Seeking asylum in Japan, detainees at the infamous Ushiku immigration centre speak out in secretly recorded interviews.

Ali

This is a fight between me and immigration.
No one knows who’ll win.

今 ファイト
私と入管の ファイト
誰が勝つか 分かんないよ

Nicholas

We’re just like cockroaches.

僕らはゴキブリ同然

Louis

If they cancel the Olympics
it will be a kind of punishment for Japan.

オリンピックが 中止されれば
日本に対する 罰になる

Naomi

They let me out a month ago.
They gave me a provisional release after I went on a hunger strike.

1ヵ月前 出た
ハンガーストライキして 仮放免

Peter

Now I’m feeling the pains inside my body,
what they did to me.

押さえつけられたから
からだ中が 痛くて

Deniz

We put our heads together, like this.
And she says, “Deniz, come home soon.”

奥さん 近寄って
2人で頭くっつけて
一緒に 「ああ デニズ早く帰ってきて」

Claudio

I’m still new, just two years in here.

でも僕は まだ新米
入ってから 2年しか経ってない

Collins

Well, I still thank God for my life today
because some of my friends are no more.

でも 多くの友達は
政情のせいで死んだので…

Synopsis

Ushiku takes viewers deep into the psychological and physical environment inhabited by foreign detainees in one of the largest immigration centres in Japan.

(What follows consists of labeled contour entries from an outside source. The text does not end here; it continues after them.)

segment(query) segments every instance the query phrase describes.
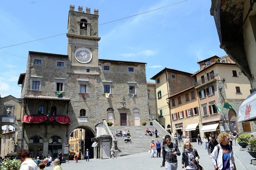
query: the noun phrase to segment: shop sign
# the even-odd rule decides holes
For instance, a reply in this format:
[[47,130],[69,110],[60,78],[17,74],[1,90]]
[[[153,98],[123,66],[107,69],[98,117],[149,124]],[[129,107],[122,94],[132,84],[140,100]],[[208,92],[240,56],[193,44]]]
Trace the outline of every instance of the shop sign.
[[205,126],[206,125],[212,125],[213,124],[217,124],[219,123],[219,121],[212,121],[211,122],[207,122],[206,123],[203,123],[203,126]]

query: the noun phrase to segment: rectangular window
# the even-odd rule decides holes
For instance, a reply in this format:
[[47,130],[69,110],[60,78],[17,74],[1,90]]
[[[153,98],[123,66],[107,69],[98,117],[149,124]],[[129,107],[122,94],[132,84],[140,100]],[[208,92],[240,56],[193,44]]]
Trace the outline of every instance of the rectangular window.
[[161,94],[161,90],[158,92],[158,97],[159,98],[162,97],[162,94]]
[[188,93],[185,95],[185,97],[186,97],[186,102],[189,101],[189,96],[188,95]]
[[176,113],[174,113],[173,114],[172,114],[172,115],[173,115],[174,120],[177,119],[177,115],[176,115]]
[[33,81],[32,85],[32,89],[34,90],[39,90],[40,81]]
[[63,83],[56,83],[56,91],[62,91],[63,87]]
[[178,104],[181,104],[181,96],[178,97]]
[[129,94],[135,94],[135,87],[134,86],[129,86]]
[[34,64],[35,64],[41,65],[41,60],[36,60],[35,59],[34,62]]
[[236,71],[235,70],[232,70],[233,72],[233,77],[237,77],[237,74],[236,74]]
[[182,119],[183,118],[183,112],[179,112],[179,114],[180,114],[180,119]]
[[57,62],[57,66],[63,67],[64,66],[64,63],[63,62]]
[[204,116],[207,115],[207,108],[206,108],[206,106],[203,107],[203,112],[204,112]]
[[204,80],[204,76],[202,75],[201,76],[201,80],[202,80],[202,83],[204,83],[205,81]]
[[109,66],[104,66],[104,70],[109,70]]
[[205,64],[206,66],[210,65],[210,61],[209,60],[209,61],[206,61],[204,62],[204,64]]
[[187,110],[187,116],[191,116],[191,112],[190,112],[190,109]]
[[133,67],[128,67],[128,71],[129,72],[134,72]]
[[241,91],[240,91],[240,87],[236,86],[236,91],[237,93],[241,93]]
[[86,84],[80,84],[80,93],[86,93]]
[[218,113],[217,108],[214,104],[209,106],[209,111],[210,111],[210,114],[215,114]]
[[104,85],[104,93],[110,93],[110,86]]
[[172,106],[175,106],[175,100],[174,98],[172,100]]
[[191,91],[191,100],[196,98],[196,97],[194,95],[194,91]]

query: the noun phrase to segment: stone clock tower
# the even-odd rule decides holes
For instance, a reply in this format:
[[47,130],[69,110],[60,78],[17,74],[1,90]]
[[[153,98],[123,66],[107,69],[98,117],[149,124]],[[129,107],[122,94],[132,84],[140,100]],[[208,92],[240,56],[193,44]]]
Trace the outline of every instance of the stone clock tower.
[[91,14],[90,8],[78,6],[75,11],[70,5],[68,24],[67,73],[98,75],[98,10],[94,9]]

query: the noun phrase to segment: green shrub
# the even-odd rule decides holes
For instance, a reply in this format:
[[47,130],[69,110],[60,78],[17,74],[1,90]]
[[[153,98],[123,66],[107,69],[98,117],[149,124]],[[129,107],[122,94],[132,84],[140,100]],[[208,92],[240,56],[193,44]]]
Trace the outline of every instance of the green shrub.
[[239,143],[248,143],[249,140],[251,137],[251,134],[243,134],[240,135],[238,138],[238,141]]
[[256,137],[252,137],[249,140],[248,144],[250,145],[251,151],[256,151]]
[[11,160],[7,158],[6,160],[0,164],[0,169],[2,170],[20,170],[21,162],[19,159],[14,159]]

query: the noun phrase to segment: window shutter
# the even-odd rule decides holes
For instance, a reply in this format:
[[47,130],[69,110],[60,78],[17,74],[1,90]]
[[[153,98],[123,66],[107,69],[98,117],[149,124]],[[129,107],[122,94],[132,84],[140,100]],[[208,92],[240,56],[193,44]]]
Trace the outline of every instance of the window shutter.
[[190,109],[190,114],[192,116],[193,116],[193,114],[194,114],[193,113],[193,108]]
[[209,88],[206,88],[206,94],[207,94],[207,96],[209,95]]
[[202,98],[202,94],[201,93],[201,91],[198,91],[198,96],[199,96],[199,98]]
[[212,106],[211,105],[209,106],[209,111],[210,111],[210,114],[212,114]]

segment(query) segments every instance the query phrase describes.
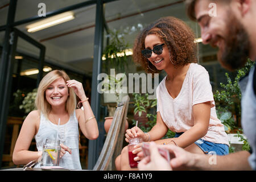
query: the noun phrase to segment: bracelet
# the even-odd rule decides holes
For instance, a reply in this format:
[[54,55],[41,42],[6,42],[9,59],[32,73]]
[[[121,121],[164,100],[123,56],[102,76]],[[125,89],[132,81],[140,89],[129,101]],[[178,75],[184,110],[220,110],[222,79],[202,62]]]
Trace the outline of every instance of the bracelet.
[[90,117],[90,118],[87,119],[86,121],[85,121],[85,124],[86,124],[89,121],[90,121],[90,119],[93,119],[93,118],[95,118],[95,116],[93,116],[92,117]]
[[77,107],[78,109],[80,108],[81,104],[82,103],[82,102],[84,102],[87,101],[88,100],[89,100],[89,98],[87,97],[84,101],[79,101],[79,103],[77,104]]
[[148,137],[147,138],[147,142],[150,142],[150,135],[148,133],[145,133],[145,134],[147,134]]
[[175,144],[176,146],[177,146],[177,143],[176,143],[176,142],[175,142],[175,140],[171,140],[171,142],[174,142],[174,144]]
[[[174,144],[176,146],[177,146],[177,143],[176,143],[176,142],[175,141],[175,140],[171,140],[170,141],[170,142],[174,142]],[[163,144],[168,144],[170,142],[164,142],[164,143],[163,143]]]

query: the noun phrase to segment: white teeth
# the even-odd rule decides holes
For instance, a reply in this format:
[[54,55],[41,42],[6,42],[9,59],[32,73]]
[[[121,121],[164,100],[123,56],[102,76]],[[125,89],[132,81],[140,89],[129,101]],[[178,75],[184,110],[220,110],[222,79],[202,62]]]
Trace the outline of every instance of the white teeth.
[[60,97],[52,97],[52,99],[60,99]]
[[155,63],[159,63],[160,62],[161,62],[163,60],[163,59],[160,59],[160,60],[158,61],[155,61]]

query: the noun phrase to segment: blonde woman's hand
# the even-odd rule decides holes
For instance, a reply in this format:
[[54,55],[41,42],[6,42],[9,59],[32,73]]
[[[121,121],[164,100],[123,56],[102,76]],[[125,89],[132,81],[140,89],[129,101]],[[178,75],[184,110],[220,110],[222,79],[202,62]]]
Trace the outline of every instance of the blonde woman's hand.
[[67,86],[72,88],[76,94],[81,101],[86,98],[82,83],[75,80],[69,80],[67,81]]
[[60,158],[61,158],[64,155],[64,154],[66,154],[66,151],[67,151],[70,154],[72,153],[71,150],[68,148],[68,147],[64,146],[63,144],[60,144],[60,146],[61,147]]
[[125,134],[125,140],[129,142],[129,139],[131,138],[139,137],[141,138],[144,142],[146,141],[148,136],[138,127],[134,126],[134,127],[126,130]]

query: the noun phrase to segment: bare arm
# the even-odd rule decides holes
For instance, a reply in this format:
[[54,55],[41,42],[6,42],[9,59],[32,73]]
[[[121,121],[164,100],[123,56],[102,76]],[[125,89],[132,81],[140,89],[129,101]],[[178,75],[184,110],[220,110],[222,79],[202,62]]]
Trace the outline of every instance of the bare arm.
[[159,147],[173,154],[171,166],[174,169],[251,170],[248,162],[250,153],[246,151],[221,156],[192,154],[174,145]]
[[246,151],[221,156],[195,155],[193,168],[199,170],[251,170],[248,162],[249,156]]
[[[164,136],[168,131],[168,127],[162,119],[159,112],[156,113],[156,123],[151,129],[148,134],[150,135],[150,140],[155,141],[160,139]],[[136,127],[134,127],[131,129],[126,130],[125,134],[125,140],[129,142],[129,139],[134,137],[141,137],[144,142],[148,142],[149,137],[148,135],[146,134],[142,130],[138,127],[136,131]]]
[[37,111],[30,112],[24,121],[13,154],[14,164],[27,164],[42,156],[42,151],[28,151],[32,139],[36,134],[36,123],[39,121],[40,117]]
[[[193,106],[194,125],[183,134],[174,140],[178,146],[185,148],[207,133],[210,115],[210,102],[196,104]],[[169,139],[168,144],[174,144]]]
[[[71,80],[67,81],[67,85],[73,89],[76,94],[79,97],[81,101],[86,100],[86,96],[82,88],[81,82]],[[76,111],[77,119],[81,131],[88,139],[94,140],[98,136],[98,124],[93,112],[90,107],[88,101],[82,102],[84,111],[81,109],[78,109]]]
[[[168,150],[171,154],[170,163],[159,154],[156,147]],[[174,145],[151,144],[150,157],[139,163],[140,170],[251,170],[248,162],[250,153],[241,151],[219,156],[192,154]]]

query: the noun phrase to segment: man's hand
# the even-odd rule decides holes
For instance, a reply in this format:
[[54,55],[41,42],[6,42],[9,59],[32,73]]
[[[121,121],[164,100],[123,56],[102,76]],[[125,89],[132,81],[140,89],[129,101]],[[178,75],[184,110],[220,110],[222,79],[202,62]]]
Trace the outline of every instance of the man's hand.
[[150,142],[150,156],[143,158],[138,164],[141,171],[172,170],[170,164],[158,152],[158,146],[154,142]]

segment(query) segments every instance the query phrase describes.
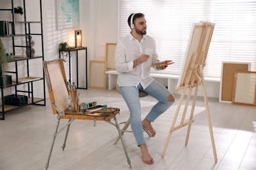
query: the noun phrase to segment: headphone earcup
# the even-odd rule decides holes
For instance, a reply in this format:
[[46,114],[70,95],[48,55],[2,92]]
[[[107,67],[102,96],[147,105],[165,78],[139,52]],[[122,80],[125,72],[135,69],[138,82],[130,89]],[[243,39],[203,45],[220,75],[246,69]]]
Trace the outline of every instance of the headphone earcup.
[[135,26],[134,26],[134,24],[133,23],[133,16],[136,14],[136,13],[134,13],[131,17],[131,20],[130,20],[130,24],[131,24],[131,29],[135,29]]

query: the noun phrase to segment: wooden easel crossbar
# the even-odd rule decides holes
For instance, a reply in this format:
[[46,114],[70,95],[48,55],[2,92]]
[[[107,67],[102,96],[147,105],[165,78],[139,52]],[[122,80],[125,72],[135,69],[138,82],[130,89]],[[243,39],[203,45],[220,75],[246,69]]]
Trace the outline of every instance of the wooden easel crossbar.
[[[203,67],[205,66],[206,56],[213,32],[214,26],[214,24],[205,22],[201,22],[200,24],[194,24],[193,26],[190,41],[188,44],[186,54],[186,55],[185,56],[186,58],[183,63],[183,72],[181,73],[177,85],[177,88],[182,90],[182,92],[165,141],[165,144],[162,152],[163,158],[165,155],[173,133],[186,126],[188,126],[188,130],[186,133],[185,145],[186,146],[188,144],[192,124],[194,122],[194,112],[196,107],[198,88],[200,85],[202,85],[203,90],[203,99],[205,105],[206,115],[211,137],[211,146],[213,151],[214,160],[215,162],[217,162],[216,148],[206,93],[205,82],[203,71]],[[194,88],[195,88],[195,90],[192,103],[190,115],[189,120],[185,122],[185,117],[192,89]],[[188,89],[188,95],[185,101],[181,122],[179,125],[175,126],[178,115],[180,112],[181,107],[186,92]]]

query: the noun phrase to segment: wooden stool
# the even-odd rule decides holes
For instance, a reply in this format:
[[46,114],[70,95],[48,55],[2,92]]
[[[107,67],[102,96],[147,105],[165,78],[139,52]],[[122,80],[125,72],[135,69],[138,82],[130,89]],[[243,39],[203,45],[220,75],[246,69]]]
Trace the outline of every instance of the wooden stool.
[[[143,91],[139,92],[139,97],[140,97],[140,98],[146,97],[147,95],[148,95],[148,94],[146,93],[145,92],[143,92]],[[129,118],[126,122],[121,122],[119,124],[124,124],[125,125],[123,126],[123,129],[121,129],[121,135],[123,135],[125,132],[133,132],[132,131],[127,131],[127,130],[128,127],[131,124],[131,116],[129,116]],[[148,130],[146,129],[144,131],[146,131],[146,133],[148,133],[149,137],[152,137],[151,133],[149,132]],[[119,139],[120,139],[119,136],[117,137],[115,142],[114,143],[114,144],[116,144]]]

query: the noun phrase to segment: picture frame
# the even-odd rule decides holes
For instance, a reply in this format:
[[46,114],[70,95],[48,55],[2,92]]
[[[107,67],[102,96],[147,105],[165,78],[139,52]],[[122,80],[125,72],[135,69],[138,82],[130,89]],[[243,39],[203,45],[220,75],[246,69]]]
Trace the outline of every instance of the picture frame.
[[116,70],[115,52],[117,43],[106,43],[106,61],[107,70]]
[[232,103],[234,76],[236,71],[250,71],[251,63],[247,62],[223,61],[219,102]]
[[90,60],[89,87],[106,89],[106,61]]
[[256,71],[236,71],[232,103],[256,106]]
[[79,0],[56,0],[57,30],[79,27]]

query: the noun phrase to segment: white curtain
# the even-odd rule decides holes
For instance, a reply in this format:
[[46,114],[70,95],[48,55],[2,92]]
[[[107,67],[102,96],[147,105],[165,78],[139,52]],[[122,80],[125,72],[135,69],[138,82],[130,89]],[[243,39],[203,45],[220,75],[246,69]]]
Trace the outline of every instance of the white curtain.
[[131,13],[145,14],[147,34],[156,42],[160,60],[175,64],[164,73],[179,75],[192,25],[215,24],[204,74],[221,77],[221,62],[249,62],[256,71],[256,0],[119,0],[119,37],[130,31]]

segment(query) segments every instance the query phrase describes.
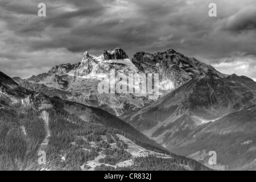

On the eve of Japan’s recent – and highly contentious – immigration reform efforts, the media blackout the government has imposed on its immigration centres is bypassed, bringing viewers into immediate contact with the detainees, many of whom are refugees seeking asylum. Detainees are held indefinitely and subject to violent deportation attempts by Japanese authorities against a background of the ensuing COVID-19 pandemic and with the spectacle of the Tokyo Olympics looming on the immediate horizon.